Doch es gibt auch eine andere, eine braune Seite. Aus Wunsiedel stammte die Familie eines der fanatischsten Gefolgsleute Adolf Hitlers, des ehemaligen Stellvertreters des "Führers", Rudolf Heß. Bei den Nürnberger Kriegsverbrecherprozessen wurde er 1946 zu lebenslanger Haft verurteilt, die er im Kriegsverbrechergefängnis in Berlin-Spandau verbüßen musste. Dort starb er am 17. August 1987. Kurz vor seinem Tod hatte Heß den Wunsch geäußert, im Grab seiner Eltern auf dem evangelischen Friedhof in Wunsiedel bestattet zu werden. Heß hatte zwar nie in der Stadt gelebt. Trotzdem wurde sein Wunsch erfüllt.
Dann kamen die Neonazis. In der rechtsextremistischen Szene gilt Heß immer noch als Märtyrer. Als bekannt wurde, dass Heß in Wunsiedel beerdigt werden sollte, besetzte eine Neonazi-Gruppe den Friedhof. Das Ereignis wollten sie nicht verpassen. Ein Jahr später gab es den ersten Neonazi-Gedenkmarsch in Wunsiedel. 150 Extremisten nahmen daran teil, marschierten singend durch die Innenstadt. Den Friedhof hatte die Polizei vorsorglich abgeriegelt.
Eine "braune Stadt"
Von nun an kam Wunsiedel nicht mehr aus den Schlagzeilen. Jedes Jahr versuchten Neonazis, Gedenkveranstaltungen an Heß' Grab abzuhalten. Zwar verboten Gerichte das immer wieder, dennoch galt Wunsiedel als "braune Stadt". Im Jahr 2001 durften sich zum ersten Mal seit 1988 Neonazis wieder ganz legal in Wunsiedel treffen. Bis 2004.

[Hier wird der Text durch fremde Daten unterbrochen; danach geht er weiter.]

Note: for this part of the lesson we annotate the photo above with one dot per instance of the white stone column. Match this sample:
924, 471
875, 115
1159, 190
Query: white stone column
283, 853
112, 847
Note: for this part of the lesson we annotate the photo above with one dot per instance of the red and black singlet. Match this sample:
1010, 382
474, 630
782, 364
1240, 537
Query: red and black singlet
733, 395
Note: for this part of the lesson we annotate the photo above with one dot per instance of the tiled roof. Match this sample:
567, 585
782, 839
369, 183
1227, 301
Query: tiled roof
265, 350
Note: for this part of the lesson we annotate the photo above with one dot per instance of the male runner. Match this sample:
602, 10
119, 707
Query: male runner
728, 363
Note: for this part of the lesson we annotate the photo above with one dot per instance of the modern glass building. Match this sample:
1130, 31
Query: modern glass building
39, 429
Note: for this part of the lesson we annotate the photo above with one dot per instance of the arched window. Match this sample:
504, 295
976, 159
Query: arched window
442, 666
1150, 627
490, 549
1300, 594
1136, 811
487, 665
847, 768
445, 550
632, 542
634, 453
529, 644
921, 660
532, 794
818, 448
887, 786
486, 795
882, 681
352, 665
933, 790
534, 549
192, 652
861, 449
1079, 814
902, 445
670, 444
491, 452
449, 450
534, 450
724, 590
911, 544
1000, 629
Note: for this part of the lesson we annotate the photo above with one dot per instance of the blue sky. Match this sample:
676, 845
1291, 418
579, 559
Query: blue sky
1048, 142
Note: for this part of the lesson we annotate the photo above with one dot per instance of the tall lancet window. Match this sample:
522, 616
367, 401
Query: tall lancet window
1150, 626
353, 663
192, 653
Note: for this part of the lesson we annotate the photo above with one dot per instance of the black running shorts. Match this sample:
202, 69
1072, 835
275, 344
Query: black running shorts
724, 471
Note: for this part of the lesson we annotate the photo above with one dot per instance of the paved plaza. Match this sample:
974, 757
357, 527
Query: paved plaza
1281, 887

Daran kann sich Svenja nicht erinnern, sie war noch zu klein. Heute gehört sie zu den Sprecherinnen und Sprechern des "Netzwerks Wunsiedel ist bunt", einer Bürgerinitiative, die sich gemeinsam mit anderen gegen die Aufmärsche zur Wehr setzte: "Die Menschen in unserer Stadt verbindet ein gemeinsames Ziel, nämlich, dass hier und nirgendwo Platz für Rechtsextremismus, Rassismus und Diskriminierung ist", sagt sie im Gespräch mit ntv.de. "Ich glaube, dass gerade Wunsiedel ein tolles Beispiel ist, wenn Politik, Verwaltung, Kirchen, Verbände und vor allem die Zivilgesellschaft sich zusammentun und um die beste Idee streiten, die alle gemeinsam tragen können."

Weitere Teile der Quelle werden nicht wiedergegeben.